How do you answer? Even if you know the take was recorded, how do you know if you “got that?” Is it even possible to capture “that” on magnetic tape? I mean, even listening to the recording 50 years later on high-end gear, I’m still not sure I “get that.” There’s something mystical about it.
Go ahead, listen to it right now. You can skip right to 2:22-2:52 if you want to cut to the chase.
I’m a believer in all things scientific. I’m even skeptical of my own skepticism, but those 30 seconds are magical. I have to believe that for the duration of that take the recording studio was enchanted, lifted out of our mundane world and placed in one a thousand times more vivid in every way. Using wizardry of some sort, Van Morrison initiated an alchemical process that infused his voice with all the feels in the human experience.
If you’re lucky, you’ve witnessed some magic yourself. Maybe you were only a football field away, dancing in a sea of 10,000 fans when Keith Richards played the opening chords to “Start Me Up.” Or maybe an unassuming woman hit a note in a country song at an open mic that forced you to hold back tears. I saw The Jesus Lizard singer David Yow dive 15 feet into the crowd at the precise moment the band hit a thundering note with the precision of a Swiss watch.
One of the things that makes these moments “magical” is our inability to really describe their power. And the more magical the moment we’ve witnessed, the more difficult it will be to describe how it made us feel in a way that does justice to the experience.
What is magic? Different dictionaries will give you different dictionaries. Words like “inexplicable,” “remarkable” or “surprising” get thrown around.
The musician is a magician insofar as she or he can induce an indescribable experience in the listener. Or, as James Baldwin puts it in his short story “Sonny’s Blues,” “The man who creates the music is hearing something else, is dealing with the roar, rising from the void and imposing order on it as it hits the air. What is evoked in him, then, is of another order, more terrible because it has no words, and triumphant, too, for that same reason.”
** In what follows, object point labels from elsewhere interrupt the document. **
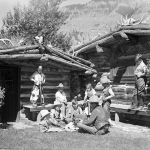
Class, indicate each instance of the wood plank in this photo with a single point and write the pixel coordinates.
(46, 70)
(126, 109)
(45, 87)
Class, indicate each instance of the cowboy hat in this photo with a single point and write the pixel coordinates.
(56, 104)
(104, 79)
(99, 87)
(94, 99)
(44, 113)
(60, 85)
(137, 57)
(105, 74)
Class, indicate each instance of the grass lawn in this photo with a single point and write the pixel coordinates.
(31, 138)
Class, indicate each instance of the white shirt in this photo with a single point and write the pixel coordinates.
(60, 97)
(140, 68)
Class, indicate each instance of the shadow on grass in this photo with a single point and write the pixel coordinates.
(5, 126)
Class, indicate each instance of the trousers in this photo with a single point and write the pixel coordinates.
(92, 130)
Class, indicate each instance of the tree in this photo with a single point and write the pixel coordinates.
(39, 17)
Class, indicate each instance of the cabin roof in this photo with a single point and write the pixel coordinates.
(125, 34)
(40, 54)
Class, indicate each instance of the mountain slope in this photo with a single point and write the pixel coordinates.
(98, 17)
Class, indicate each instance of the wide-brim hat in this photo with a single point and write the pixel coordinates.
(60, 85)
(99, 87)
(104, 79)
(56, 104)
(94, 99)
(44, 113)
(107, 74)
(137, 57)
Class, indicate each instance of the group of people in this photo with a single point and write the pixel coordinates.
(91, 115)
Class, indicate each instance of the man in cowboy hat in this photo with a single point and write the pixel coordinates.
(38, 78)
(99, 90)
(60, 97)
(98, 121)
(107, 94)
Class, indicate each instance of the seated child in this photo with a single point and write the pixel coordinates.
(75, 112)
(46, 122)
(57, 114)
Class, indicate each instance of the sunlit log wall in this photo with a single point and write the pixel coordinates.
(102, 65)
(54, 76)
(122, 71)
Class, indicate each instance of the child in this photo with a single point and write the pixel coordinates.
(75, 112)
(107, 94)
(56, 113)
(88, 93)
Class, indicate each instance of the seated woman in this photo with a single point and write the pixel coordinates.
(57, 114)
(46, 121)
(98, 121)
(88, 93)
(75, 112)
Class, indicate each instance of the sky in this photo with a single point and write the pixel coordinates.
(7, 5)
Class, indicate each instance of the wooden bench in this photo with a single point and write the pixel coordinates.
(121, 110)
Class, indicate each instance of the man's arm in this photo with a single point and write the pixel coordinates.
(32, 78)
(91, 119)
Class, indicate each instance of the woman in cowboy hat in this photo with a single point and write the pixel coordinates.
(98, 121)
(60, 98)
(57, 114)
(140, 82)
(107, 94)
(75, 112)
(88, 93)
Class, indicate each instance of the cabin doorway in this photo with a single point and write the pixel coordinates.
(10, 80)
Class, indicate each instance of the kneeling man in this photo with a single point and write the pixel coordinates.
(98, 121)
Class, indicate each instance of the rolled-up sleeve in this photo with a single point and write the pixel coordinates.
(91, 119)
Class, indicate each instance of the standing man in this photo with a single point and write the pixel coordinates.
(38, 78)
(60, 98)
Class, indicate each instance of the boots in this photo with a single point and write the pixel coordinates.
(141, 102)
(134, 102)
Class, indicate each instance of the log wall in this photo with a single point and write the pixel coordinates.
(54, 76)
(102, 65)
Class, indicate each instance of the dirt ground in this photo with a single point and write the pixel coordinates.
(26, 135)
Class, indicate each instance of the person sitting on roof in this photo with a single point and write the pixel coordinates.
(98, 121)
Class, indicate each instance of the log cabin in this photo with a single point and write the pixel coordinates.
(115, 52)
(17, 64)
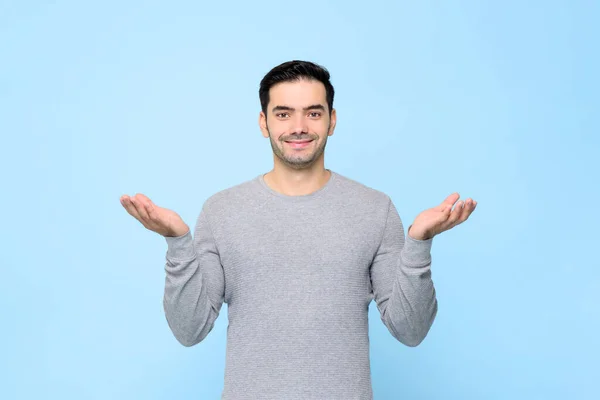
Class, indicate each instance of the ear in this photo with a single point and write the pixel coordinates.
(262, 123)
(332, 122)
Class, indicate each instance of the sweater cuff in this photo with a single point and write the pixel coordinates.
(416, 253)
(180, 247)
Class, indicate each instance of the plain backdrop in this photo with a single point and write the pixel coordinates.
(496, 101)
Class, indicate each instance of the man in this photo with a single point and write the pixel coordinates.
(298, 254)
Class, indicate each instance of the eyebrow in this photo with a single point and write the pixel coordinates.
(311, 107)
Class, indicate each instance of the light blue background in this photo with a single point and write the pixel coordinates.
(498, 102)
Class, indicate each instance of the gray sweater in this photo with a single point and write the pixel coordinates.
(298, 274)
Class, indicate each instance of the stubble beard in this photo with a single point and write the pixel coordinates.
(298, 161)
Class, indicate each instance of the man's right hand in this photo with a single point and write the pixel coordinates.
(157, 219)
These magical musical moments don’t just make us feel a particular emotion. A song like Cat Stevens’ “Trouble” does more than make us (OK, me) cry. Sad songs don’t just make us sad; they can teach us how to be sad. They help acclimate us to our own inner emotional territory. The magic comes from the fact that the songs, like all good art, offer us access to our emotions in a more fundamental way, while eluding all attempts to describe or even fully understand the process.
And we need all the magic we can get right now.